The absorption liquid which is loaded with carbon dioxide is fed from the bottom of the absorption column 3 via line 7 to the decanter 8. An aqueous liquid accumulates as upper layer in decanter 8 and is withdrawn via line 22. Absorption liquid freed from the aqueous liquid separates as lower layer in decanter 8 and is fed via line 9, heat exchanger 10 and line 11 to the stripper 12. In the bottom part of the stripper 12 the loaded absorption liquid is heated via a reboiler. As a result of the temperature elevation, the absorbed acid gases are converted back into the gas phase. The gas phase is removed at the top of the stripper 12 and fed via line 17 to the condenser 18. Absorption liquid which is condensed out is collected in the phase separator 19 and refluxed to the stripper 12. The gaseous acid gases may be conducted to the compressor unit 20 and sent to sequestration via line 21. The regenerated absorption liquid 13 is recycled back to the absorption column 3 via the heat exchanger 10, line 14, the cooler 15, and line 16.
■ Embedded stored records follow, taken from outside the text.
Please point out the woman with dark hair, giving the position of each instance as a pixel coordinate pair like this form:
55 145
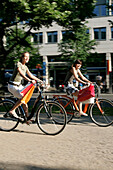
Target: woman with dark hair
15 84
75 73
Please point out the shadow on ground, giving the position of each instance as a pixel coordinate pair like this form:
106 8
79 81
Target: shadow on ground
19 166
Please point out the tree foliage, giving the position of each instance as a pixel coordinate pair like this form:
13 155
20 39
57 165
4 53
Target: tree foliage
35 14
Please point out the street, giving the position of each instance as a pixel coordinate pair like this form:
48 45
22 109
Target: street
81 146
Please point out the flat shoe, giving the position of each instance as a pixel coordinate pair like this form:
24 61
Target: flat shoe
83 114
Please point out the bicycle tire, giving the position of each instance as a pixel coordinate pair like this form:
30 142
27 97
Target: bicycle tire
47 122
105 119
69 107
7 123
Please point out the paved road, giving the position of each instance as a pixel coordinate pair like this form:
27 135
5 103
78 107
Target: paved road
81 146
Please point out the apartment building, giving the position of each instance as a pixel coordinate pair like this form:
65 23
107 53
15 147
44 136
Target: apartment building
100 29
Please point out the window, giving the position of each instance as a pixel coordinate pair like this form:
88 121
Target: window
100 33
52 37
66 34
100 10
38 37
111 32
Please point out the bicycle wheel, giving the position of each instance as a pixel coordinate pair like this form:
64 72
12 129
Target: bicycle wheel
7 123
48 115
69 107
102 118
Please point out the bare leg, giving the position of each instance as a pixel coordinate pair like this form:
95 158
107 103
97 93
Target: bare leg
18 103
25 107
80 105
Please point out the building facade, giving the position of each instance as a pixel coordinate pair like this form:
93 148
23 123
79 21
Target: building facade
100 29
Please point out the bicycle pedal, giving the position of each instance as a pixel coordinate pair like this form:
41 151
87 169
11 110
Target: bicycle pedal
77 114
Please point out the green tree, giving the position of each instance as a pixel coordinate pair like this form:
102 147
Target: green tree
76 44
18 49
35 14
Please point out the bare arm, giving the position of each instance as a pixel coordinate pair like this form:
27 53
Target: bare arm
32 76
84 80
83 77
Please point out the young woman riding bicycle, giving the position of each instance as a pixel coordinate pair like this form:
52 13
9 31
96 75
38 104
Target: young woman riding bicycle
15 86
75 73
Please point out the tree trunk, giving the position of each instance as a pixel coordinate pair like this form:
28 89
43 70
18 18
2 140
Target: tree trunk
2 60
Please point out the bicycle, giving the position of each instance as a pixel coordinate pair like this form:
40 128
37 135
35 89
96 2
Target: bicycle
101 111
48 113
The spent aqueous liquid collected at the bottom of the rehydration zone 5 is sent via line 23 to the decanter 24. An aqueous phase accumulates as upper layer in decanter 24 and is discharged via line 26. Entrained absorption liquid separates as lower layer in decanter 24 and is combined via line 25 with the bulk of the regenerated absorption liquid withdrawn from the bottom of the stripper 12 via line 13.